At the same time, you know there are a lot of people coming to age now and more kids that are getting to that home-buying age. According to some recent studies, there’s going to be an influx of buyers in the market. This means that we will see a lot of movement in the market in the next two to three years. The mortgage bankers association predicted that interest rates would move. They were saying like 3.6%, and by the end of 2021, it will be 2%, while by 2022, it will be at 4.5%, and by 2023, it'll be 5%.
Now how does that arm sound to you? It sounds pretty good to me.

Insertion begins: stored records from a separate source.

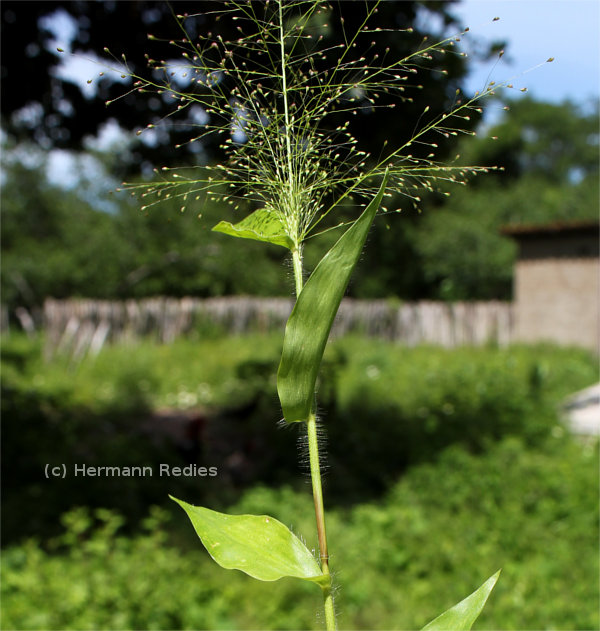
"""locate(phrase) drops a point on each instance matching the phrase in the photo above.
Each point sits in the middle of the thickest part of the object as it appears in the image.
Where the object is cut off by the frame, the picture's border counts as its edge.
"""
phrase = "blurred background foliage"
(442, 466)
(445, 464)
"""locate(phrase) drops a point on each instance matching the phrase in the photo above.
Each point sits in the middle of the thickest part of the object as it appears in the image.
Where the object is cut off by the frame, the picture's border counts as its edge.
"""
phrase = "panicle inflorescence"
(269, 93)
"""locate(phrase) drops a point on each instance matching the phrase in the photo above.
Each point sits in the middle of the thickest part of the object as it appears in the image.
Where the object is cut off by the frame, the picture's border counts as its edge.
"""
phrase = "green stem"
(315, 475)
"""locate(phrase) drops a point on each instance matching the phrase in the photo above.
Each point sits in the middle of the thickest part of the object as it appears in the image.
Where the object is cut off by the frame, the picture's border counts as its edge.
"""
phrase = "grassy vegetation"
(465, 468)
(531, 512)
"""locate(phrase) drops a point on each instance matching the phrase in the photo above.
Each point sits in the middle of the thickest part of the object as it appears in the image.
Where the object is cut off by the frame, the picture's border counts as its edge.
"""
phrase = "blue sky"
(568, 30)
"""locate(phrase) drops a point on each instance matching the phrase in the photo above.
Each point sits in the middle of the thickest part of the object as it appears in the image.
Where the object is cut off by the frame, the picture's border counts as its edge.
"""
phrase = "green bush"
(385, 408)
(433, 538)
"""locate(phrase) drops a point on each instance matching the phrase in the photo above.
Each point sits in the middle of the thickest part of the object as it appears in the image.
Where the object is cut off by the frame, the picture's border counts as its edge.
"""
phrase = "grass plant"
(283, 122)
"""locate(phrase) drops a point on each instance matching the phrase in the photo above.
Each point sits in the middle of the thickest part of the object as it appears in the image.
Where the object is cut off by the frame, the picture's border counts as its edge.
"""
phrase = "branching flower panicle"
(274, 116)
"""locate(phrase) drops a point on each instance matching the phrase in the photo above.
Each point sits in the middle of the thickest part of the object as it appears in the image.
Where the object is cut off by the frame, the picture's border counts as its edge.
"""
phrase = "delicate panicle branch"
(271, 115)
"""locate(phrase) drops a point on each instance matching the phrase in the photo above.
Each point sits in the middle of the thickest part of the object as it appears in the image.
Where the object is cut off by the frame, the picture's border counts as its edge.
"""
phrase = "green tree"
(550, 156)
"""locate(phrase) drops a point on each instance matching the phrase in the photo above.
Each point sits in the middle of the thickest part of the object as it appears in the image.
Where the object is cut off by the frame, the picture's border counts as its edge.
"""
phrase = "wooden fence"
(79, 327)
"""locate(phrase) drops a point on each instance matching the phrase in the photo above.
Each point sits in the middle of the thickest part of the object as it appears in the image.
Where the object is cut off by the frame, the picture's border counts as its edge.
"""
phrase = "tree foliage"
(47, 107)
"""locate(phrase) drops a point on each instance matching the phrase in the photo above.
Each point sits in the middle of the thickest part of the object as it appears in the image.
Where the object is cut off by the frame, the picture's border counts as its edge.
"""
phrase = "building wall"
(557, 291)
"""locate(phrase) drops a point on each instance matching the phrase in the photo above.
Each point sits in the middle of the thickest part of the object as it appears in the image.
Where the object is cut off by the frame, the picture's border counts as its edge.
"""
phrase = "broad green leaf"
(261, 225)
(259, 545)
(462, 616)
(310, 322)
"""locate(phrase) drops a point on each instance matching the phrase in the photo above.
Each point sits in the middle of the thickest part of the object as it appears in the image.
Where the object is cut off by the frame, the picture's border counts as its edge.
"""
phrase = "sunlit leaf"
(310, 322)
(462, 616)
(258, 545)
(261, 225)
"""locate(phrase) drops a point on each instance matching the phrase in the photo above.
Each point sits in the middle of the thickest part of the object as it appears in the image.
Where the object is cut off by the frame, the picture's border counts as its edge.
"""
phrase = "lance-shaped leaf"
(462, 616)
(310, 322)
(261, 225)
(259, 545)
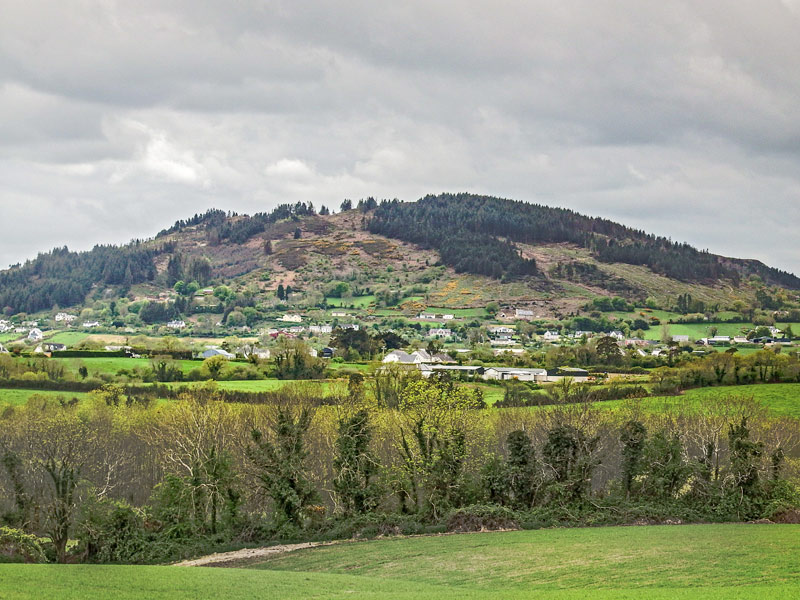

If you ask about my opinion, it would be that if I know I'm only going to have five, six, seven years, I'll take the worst-case scenario on the arm, especially if it's a VA loan because after all I've saved all that money for the first five years I attend. I can maybe afford to lose a little bit in year six and year seven. And that's not a big deal for me, given the situation. I am satisfied with that.
That's the thing that you have to do when you're considering this option.
You have to look at the term of your expected tenure in the property. And honestly, most people can't see past seven or eight years. I've had clients say, “I'm just going to be probably going to be in the house. Rick, I'm here forever. You're just going to dig a hole in the backyard and just bury me here. Okay!” That's great.
But let's be financially savvy about this too.
Can you use the half a point reduction in the interest rate as a tool to be better for your short and long-term financial objectives? Maybe, maybe not, but let's take a look at it anyway.
Through this explanation, I just wanted to make sure you're aware of this option; VA adjustable-rate mortgages, the VA five one arm. Believe me; it's half a percent better in rate than the 30 years fixed rate option!